New research proposes a framework for evaluating general-purpose models against novel threats
To pioneer responsibly at the cutting edge of artificial intelligence (AI) research, we must identify new capabilities and novel risks in our AI systems as early as possible.
AI researchers already use a range of evaluation benchmarks to identify unwanted behaviours in AI systems, such as AI systems making misleading statements, biased decisions, or repeating copyrighted content. Now, as the AI community builds and deploys increasingly powerful AI, we must expand the evaluation portfolio to include the possibility of extreme risks from general-purpose AI models that have strong skills in manipulation, deception, cyber-offense, or other dangerous capabilities.
In our latest paper, we introduce a framework for evaluating these novel threats, co-authored with colleagues from University of Cambridge, University of Oxford, University of Toronto, Université de Montréal, OpenAI, Anthropic, Alignment Research Center, Centre for Long-Term Resilience, and Centre for the Governance of AI.
Model safety evaluations, including those assessing extreme risks, will be a critical component of safe AI development and deployment.
Evaluating for extreme risks
General-purpose models typically learn their capabilities and behaviours during training. However, existing methods for steering the learning process are imperfect. For example, previous research at Google DeepMind has explored how AI systems can learn to pursue undesired goals even when we correctly reward them for good behaviour.
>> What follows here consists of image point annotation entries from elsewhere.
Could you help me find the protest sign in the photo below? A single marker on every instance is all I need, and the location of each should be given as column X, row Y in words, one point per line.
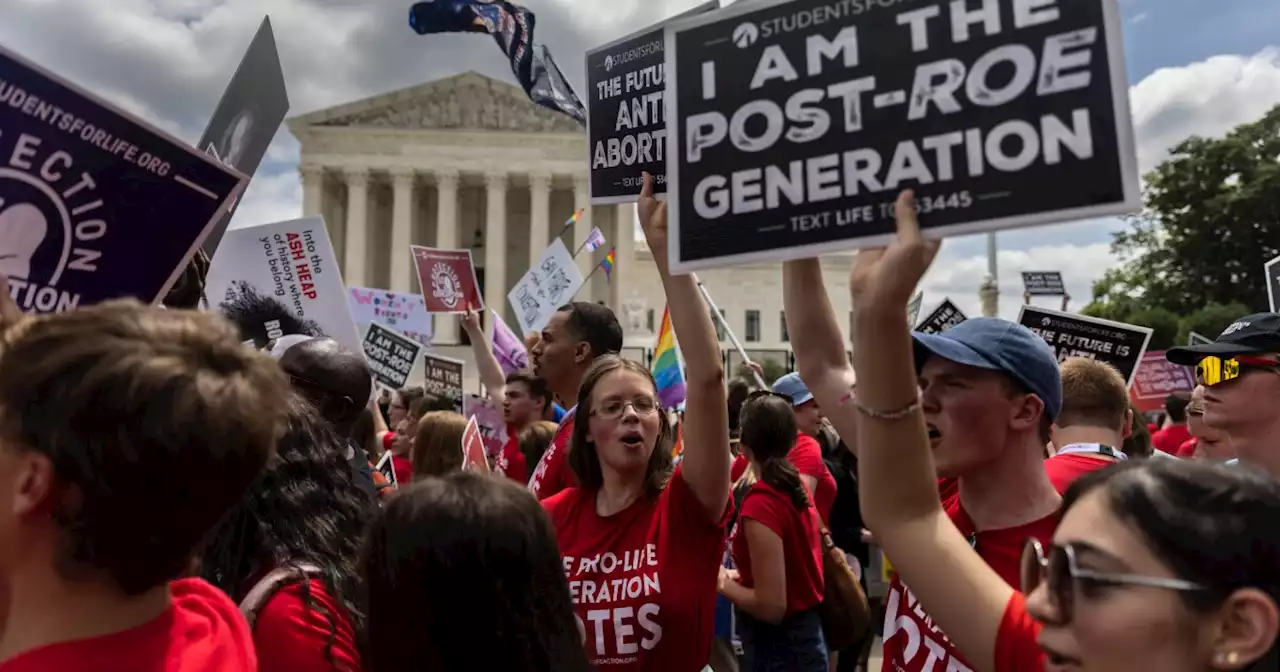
column 1156, row 379
column 443, row 378
column 472, row 448
column 545, row 287
column 402, row 312
column 792, row 127
column 1272, row 270
column 626, row 120
column 391, row 355
column 95, row 204
column 945, row 316
column 282, row 279
column 247, row 118
column 1043, row 284
column 1075, row 336
column 448, row 279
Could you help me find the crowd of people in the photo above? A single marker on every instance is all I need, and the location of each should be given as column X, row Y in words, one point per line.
column 172, row 499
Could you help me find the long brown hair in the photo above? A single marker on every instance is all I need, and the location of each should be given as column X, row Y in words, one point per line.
column 583, row 457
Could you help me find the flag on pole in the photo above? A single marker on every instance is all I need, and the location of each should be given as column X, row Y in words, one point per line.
column 609, row 260
column 666, row 365
column 507, row 347
column 594, row 241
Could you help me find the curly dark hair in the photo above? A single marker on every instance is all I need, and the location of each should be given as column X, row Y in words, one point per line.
column 250, row 310
column 305, row 508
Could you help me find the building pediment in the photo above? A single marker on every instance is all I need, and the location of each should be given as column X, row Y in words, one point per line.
column 469, row 101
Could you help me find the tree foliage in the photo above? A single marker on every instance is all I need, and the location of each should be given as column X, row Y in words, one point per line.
column 1211, row 219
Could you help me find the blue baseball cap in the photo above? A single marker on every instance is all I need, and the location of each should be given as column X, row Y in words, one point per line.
column 791, row 385
column 999, row 346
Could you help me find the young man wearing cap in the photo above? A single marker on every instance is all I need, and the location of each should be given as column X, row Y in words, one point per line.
column 1242, row 387
column 990, row 391
column 807, row 453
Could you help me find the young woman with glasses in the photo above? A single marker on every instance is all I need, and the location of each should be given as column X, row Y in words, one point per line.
column 641, row 542
column 1156, row 566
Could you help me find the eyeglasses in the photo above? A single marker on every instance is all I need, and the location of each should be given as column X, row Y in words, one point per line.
column 1063, row 576
column 613, row 408
column 1216, row 370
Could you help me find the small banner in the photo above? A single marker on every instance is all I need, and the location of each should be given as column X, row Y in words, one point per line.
column 391, row 356
column 945, row 316
column 443, row 378
column 1075, row 336
column 95, row 204
column 448, row 279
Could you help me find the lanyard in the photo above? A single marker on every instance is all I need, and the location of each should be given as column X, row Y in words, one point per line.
column 1095, row 448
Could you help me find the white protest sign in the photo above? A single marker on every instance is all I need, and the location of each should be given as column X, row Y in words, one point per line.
column 282, row 279
column 545, row 287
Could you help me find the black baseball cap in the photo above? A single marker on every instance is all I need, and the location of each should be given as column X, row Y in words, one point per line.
column 1256, row 334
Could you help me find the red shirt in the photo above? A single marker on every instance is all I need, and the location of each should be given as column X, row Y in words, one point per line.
column 643, row 580
column 801, row 544
column 1064, row 469
column 553, row 472
column 289, row 635
column 1170, row 438
column 1016, row 649
column 912, row 641
column 201, row 631
column 807, row 457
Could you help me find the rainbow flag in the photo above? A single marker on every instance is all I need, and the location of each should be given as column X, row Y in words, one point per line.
column 609, row 260
column 666, row 365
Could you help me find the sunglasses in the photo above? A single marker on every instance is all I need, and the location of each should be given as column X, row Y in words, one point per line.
column 1216, row 370
column 1063, row 576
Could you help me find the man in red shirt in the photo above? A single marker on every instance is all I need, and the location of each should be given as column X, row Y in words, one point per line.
column 1175, row 433
column 126, row 434
column 1095, row 421
column 574, row 338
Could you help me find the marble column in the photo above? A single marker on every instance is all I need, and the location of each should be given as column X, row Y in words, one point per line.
column 539, row 215
column 496, row 246
column 446, row 238
column 402, row 222
column 583, row 201
column 357, row 225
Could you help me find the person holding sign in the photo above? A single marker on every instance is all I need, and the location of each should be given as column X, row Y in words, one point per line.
column 641, row 540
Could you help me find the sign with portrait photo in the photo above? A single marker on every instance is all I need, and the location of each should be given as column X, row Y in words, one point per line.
column 626, row 120
column 1077, row 336
column 792, row 127
column 448, row 279
column 95, row 204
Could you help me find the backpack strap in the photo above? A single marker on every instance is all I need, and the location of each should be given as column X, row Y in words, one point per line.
column 269, row 585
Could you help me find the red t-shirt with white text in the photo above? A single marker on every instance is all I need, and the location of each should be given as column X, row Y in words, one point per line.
column 201, row 631
column 912, row 641
column 553, row 472
column 643, row 580
column 801, row 544
column 807, row 457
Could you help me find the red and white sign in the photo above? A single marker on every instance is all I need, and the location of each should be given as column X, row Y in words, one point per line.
column 1156, row 379
column 448, row 279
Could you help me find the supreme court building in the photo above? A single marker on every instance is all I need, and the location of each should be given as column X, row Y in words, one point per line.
column 471, row 163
Responsible AI developers must look ahead and anticipate possible future developments and novel risks. After continued progress, future general-purpose models may learn a variety of dangerous capabilities by default. For instance, it is plausible (though uncertain) that future AI systems will be able to conduct offensive cyber operations, skilfully deceive humans in dialogue, manipulate humans into carrying out harmful actions, design or acquire weapons (e.g. biological, chemical), fine-tune and operate other high-risk AI systems on cloud computing platforms, or assist humans with any of these tasks.
People with malicious intentions accessing such models could misuse their capabilities. Or, due to failures of alignment, these AI models might take harmful actions even without anybody intending this.
Model evaluation helps us identify these risks ahead of time. Under our framework, AI developers would use model evaluation to uncover:
- To what extent a model has certain ‘dangerous capabilities’ that could be used to threaten security, exert influence, or evade oversight.
- To what extent the model is prone to applying its capabilities to cause harm (i.e. the model’s alignment). Alignment evaluations should confirm that the model behaves as intended even across a very wide range of scenarios, and, where possible, should examine the model’s internal workings.
Results from these evaluations will help AI developers to understand whether the ingredients sufficient for extreme risk are present. The most high-risk cases will involve multiple dangerous capabilities combined together. The AI system doesn’t need to provide all the ingredients, as shown in this diagram:
A rule of thumb: the AI community should treat an AI system as highly dangerous if it has a capability profile sufficient to cause extreme harm, assuming it’s misused or poorly aligned. To deploy such a system in the real world, an AI developer would need to demonstrate an unusually high standard of safety.
Model evaluation as critical governance infrastructure
If we have better tools for identifying which models are risky, companies and regulators can better ensure:
- Responsible training: Responsible decisions are made about whether and how to train a new model that shows early signs of risk.
- Responsible deployment: Responsible decisions are made about whether, when, and how to deploy potentially risky models.
- Transparency: Useful and actionable information is reported to stakeholders, to help them prepare for or mitigate potential risks.
- Appropriate security: Strong information security controls and systems are applied to models that might pose extreme risks.
We have developed a blueprint for how model evaluations for extreme risks should feed into important decisions around training and deploying a highly capable, general-purpose model. The developer conducts evaluations throughout, and grants structured model access to external safety researchers and model auditors so they can conduct additional evaluations The evaluation results can then inform risk assessments before model training and deployment.
Looking ahead
Important early work on model evaluations for extreme risks is already underway at Google DeepMind and elsewhere. But much more progress – both technical and institutional – is needed to build an evaluation process that catches all possible risks and helps safeguard against future, emerging challenges.
Model evaluation is not a panacea; some risks could slip through the net, for example, because they depend too heavily on factors external to the model, such as complex social, political, and economic forces in society. Model evaluation must be combined with other risk assessment tools and a wider dedication to safety across industry, government, and civil society.
Google’s recent blog on responsible AI states that, “individual practices, shared industry standards, and sound government policies would be essential to getting AI right”. We hope many others working in AI and sectors impacted by this technology will come together to create approaches and standards for safely developing and deploying AI for the benefit of all.
We believe that having processes for tracking the emergence of risky properties in models, and for adequately responding to concerning results, is a critical part of being a responsible developer operating at the frontier of AI capabilities.